This morning, Governor Kelly vetoed SB 169, a tax package that includes provisions to flatten the income tax and eliminate the food sales tax. The legislature will have the chance to override it with a two-thirds majority vote in each chamber. Instead, Kelly proposed a rebate of $450 per person over the summer totaling $800 million. In true Kelly fashion, she compared tax reform that isn’t hers to going “Back to Brownback” whereas her own massive plans are perfectly fine. The state’s recent revenue estimate update shows that Kansas has a budget surplus and can well afford long-term tax relief for all residents, not just a one-time pat on the back via a rebate that is unlikely to stimulate growth.
Last week, the Consensus Estimating Group for Kansas released its April 2023 memo. The actual tax revenues collected, as well as predictions for the future, are up across the board. The total collected taxes for 2022 was 9.5% higher than previous expectations that are about $846.6 million more than the previous estimate! The projections for the future went up as well. The estimates for FY 2023 (which ends this June 30th) increased by 3.9%, or $380.4 million dollars. FY 2024’s estimates were up by 1.3% too.
However, the stunning number is that the budget profile predicts a massive $3 billion ending surplus in FY 2024 even WITH the tax relief from SB 169. Even more, this doesn’t include an additional $1.6 billion in the state’s Budget Stabilization Fund. The idea that this tax relief is going to “break the budget” is empirically false.
Kelly’s rebate idea is a temporary gambit that is dwarfed by the long-term opportunities of SB 169. The $800 million rebate is gone once it’s spent, it’s a one-time boost to taxpayers. The flat tax and other structural changes in SB 169 would have a much more significant economic effect in the future. An income tax affects people’s willingness to work: the more a worker is taxed, the less they earn and can spend, and thus can be dissuaded from working more. Studies of flat taxes in Europe have found that their implementation increases the number of people working and the number of hours they work, with the most significant effects coming with tax cuts for people with lower incomes.

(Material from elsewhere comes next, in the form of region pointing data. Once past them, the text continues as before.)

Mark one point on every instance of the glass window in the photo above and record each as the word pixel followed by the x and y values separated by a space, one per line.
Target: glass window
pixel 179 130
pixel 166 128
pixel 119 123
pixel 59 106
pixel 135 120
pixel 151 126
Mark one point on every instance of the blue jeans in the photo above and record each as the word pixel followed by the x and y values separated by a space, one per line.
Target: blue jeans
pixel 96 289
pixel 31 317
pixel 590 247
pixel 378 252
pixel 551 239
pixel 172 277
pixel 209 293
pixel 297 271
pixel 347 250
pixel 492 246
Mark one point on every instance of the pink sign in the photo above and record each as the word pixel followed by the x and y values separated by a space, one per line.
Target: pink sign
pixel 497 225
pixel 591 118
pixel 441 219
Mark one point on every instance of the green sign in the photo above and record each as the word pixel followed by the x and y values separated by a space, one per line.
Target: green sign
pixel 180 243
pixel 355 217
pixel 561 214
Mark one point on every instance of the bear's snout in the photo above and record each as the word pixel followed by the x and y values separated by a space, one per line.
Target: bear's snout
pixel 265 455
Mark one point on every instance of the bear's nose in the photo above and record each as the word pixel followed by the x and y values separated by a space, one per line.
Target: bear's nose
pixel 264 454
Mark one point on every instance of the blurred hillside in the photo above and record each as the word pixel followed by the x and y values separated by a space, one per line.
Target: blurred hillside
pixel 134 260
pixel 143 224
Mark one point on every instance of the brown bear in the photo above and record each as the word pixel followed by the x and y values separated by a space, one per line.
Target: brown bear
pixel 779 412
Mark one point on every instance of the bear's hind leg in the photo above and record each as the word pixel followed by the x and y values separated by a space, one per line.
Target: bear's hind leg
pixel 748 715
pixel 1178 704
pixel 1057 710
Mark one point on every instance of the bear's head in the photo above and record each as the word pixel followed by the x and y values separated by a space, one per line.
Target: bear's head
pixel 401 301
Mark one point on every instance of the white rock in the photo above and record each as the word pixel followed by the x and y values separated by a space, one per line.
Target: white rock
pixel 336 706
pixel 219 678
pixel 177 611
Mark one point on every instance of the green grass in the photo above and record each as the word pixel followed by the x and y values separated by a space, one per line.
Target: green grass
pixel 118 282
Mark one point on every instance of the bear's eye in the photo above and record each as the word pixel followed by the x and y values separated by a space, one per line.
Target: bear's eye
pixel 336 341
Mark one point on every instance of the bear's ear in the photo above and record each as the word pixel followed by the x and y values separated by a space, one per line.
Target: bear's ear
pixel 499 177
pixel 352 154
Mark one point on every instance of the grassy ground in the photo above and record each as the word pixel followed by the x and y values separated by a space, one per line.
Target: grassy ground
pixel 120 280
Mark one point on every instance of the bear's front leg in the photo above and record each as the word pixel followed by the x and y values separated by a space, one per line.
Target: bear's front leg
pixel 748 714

The flat tax has the potential to attract new businesses and encourage residents to stay in Kansas for the long-term compared to a one-time check. The large surplus makes that possible but has to be done in tandem with right-sizing government and responsibly managing spending and taxation. Governor Kelly’s aversion to long-term tax reform is the same mindset that has mired Kansas behind other states in economic growth.